Телесницкий вначале Федору Федоровичу не понравился. Похож был на изнеженного юношу, тонкий какой-то, не мужественный на вид. Но потом, когда пригляделся, все больше и больше проникался стареющий адмирал уважением и доверием к этому не знающему страха офицеру. Страха не ведал, а языки многие знал. Читать любил, историей древней интересовался.

- А ты-то, Сергей Михайлович, ведь и сам тоже в боях участвовал?

- А как же, Федор Федорович. Фрегат "Лобонданц" под моим началом был. Немало мы торговцев захватили, авизо перехватывали, дозорные корабли разгоняли. Но и нас полупили нещадно однажды. 14 судов турецких "Лобонданц" окружили. Стали "ковырять" ядрами, из ружей доставать, брандскугелем зацепили. 19 человек убили на фрегате. И когда подошли совсем рядом, приготовились к абордажу, закричали, чтобы сдавались, то я схватил факел и побежал к крюйт-камере, а турки увидели, что вместе с нами взорваться могут, и кинулись врассыпную. Скоро темно стало, мы и выскользнули у них из лап.

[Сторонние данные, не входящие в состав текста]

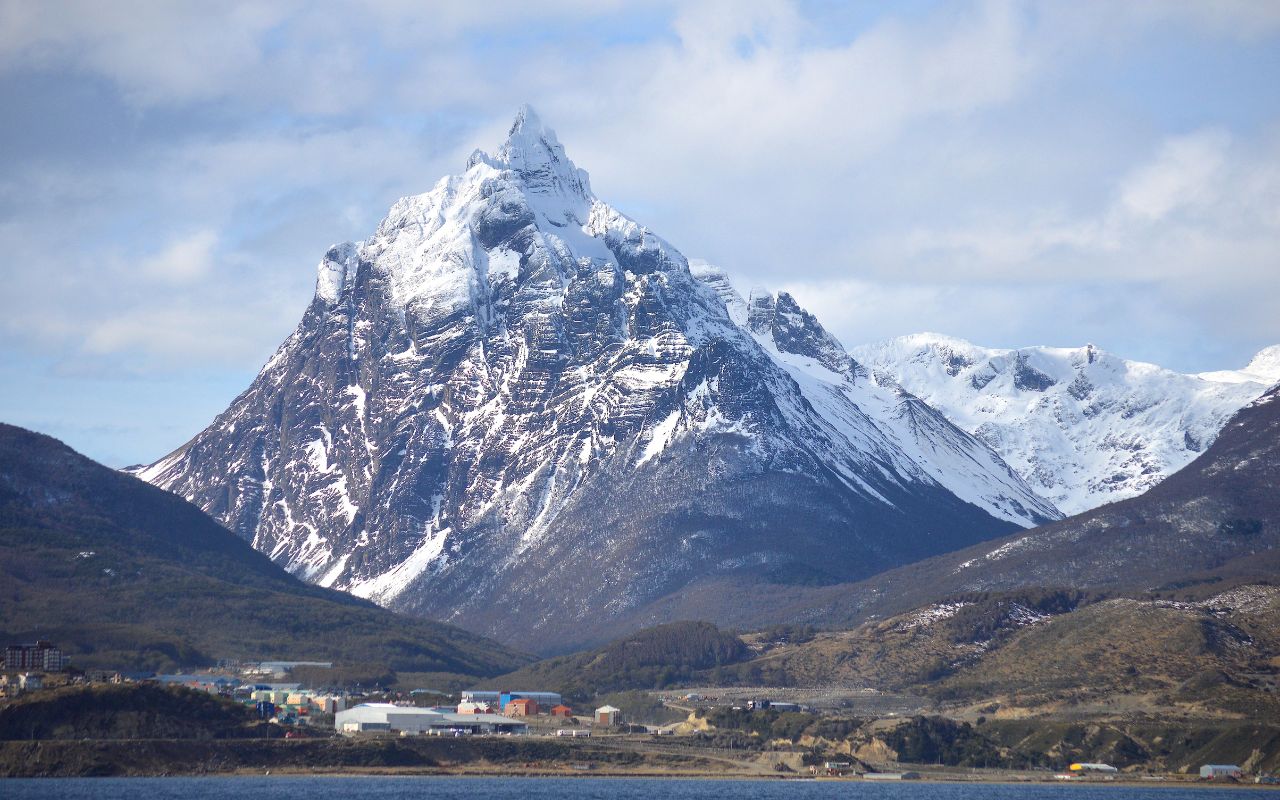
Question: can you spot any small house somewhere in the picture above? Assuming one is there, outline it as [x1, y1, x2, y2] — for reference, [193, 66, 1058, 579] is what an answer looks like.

- Храбрец ты отчаянный, Сергей Михайлович. Слава Богу, что жив остался, теперь и нам помощь принесешь немалую. Как думаешь, окажут нам греки островные помощь при осаде крепостей?

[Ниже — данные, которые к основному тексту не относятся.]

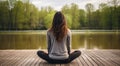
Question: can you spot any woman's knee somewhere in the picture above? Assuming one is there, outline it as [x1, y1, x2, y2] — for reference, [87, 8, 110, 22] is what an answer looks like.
[37, 51, 43, 56]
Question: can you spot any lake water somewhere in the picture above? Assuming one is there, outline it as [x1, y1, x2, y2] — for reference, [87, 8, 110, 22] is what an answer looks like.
[0, 31, 120, 49]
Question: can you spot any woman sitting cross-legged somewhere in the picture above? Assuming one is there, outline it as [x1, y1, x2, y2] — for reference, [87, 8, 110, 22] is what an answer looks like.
[37, 12, 81, 64]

Телесницкий как будто ждал этого вопроса, закивал и горячо ответил:

- Всенепременно, Федор Федорович. Они к российскому флоту очень расположены. Да там немало на островах и волонтеров, что еще со Спиридовым и графом Орловым ходили в походы. Они нас ждут...

Ушаков ждал такого ответа. Укрепиться надо было во мнении. Сегодня с Томарой вместе наносили визит константинопольскому патриарху. Василий Степанович надежду имел, что он островным грекам воззвание подпишет, на республиканцев и их порядки обрушится. Ушаков на это тоже надеялся, но главное - хотел там союзника в боевых действиях заиметь.

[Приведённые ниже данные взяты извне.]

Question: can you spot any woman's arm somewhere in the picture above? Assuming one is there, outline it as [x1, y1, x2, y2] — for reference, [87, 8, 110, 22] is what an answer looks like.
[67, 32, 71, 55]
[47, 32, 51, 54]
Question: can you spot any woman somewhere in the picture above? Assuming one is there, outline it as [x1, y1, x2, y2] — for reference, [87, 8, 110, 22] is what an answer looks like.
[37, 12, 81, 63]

Патриарх принял их ненадолго, должен был служить в церкви. Сидел важно, выслушал слова приветствия, недоверчиво стрелял из-под густых седых бровей острыми молодыми глазами.

- Богоугодное дело творите. Давно надо сих богохульников приструнить и наставить на путь истинный. И в сем деле союз российского императора и высокочтимого султана есть истинная мудрость.

- Ваше святейшество,- не очень учтиво перебил Ушаков,- мы еще к вам с делом мирским и духовным. На островах венецианских утвердилась безбожная власть французов. Имеем предписание от нашего императора вместе с турками атаковать их и освободить для истинной власти и божеского суда. Дабы жертв было меньше и кровопролития великого не допустить, надеемся мы на помощь населения. Но светская власть их до тех пор, когда французы пришли, была венецианскою. Ныне сей республики не существует. Император Павел I на владения права не имеет. О турецком правлении у жителей, вы знаете, свои соображения. Токмо ваша милость может иметь там веское слово и призыв к освобождению от тиранов французских сделать.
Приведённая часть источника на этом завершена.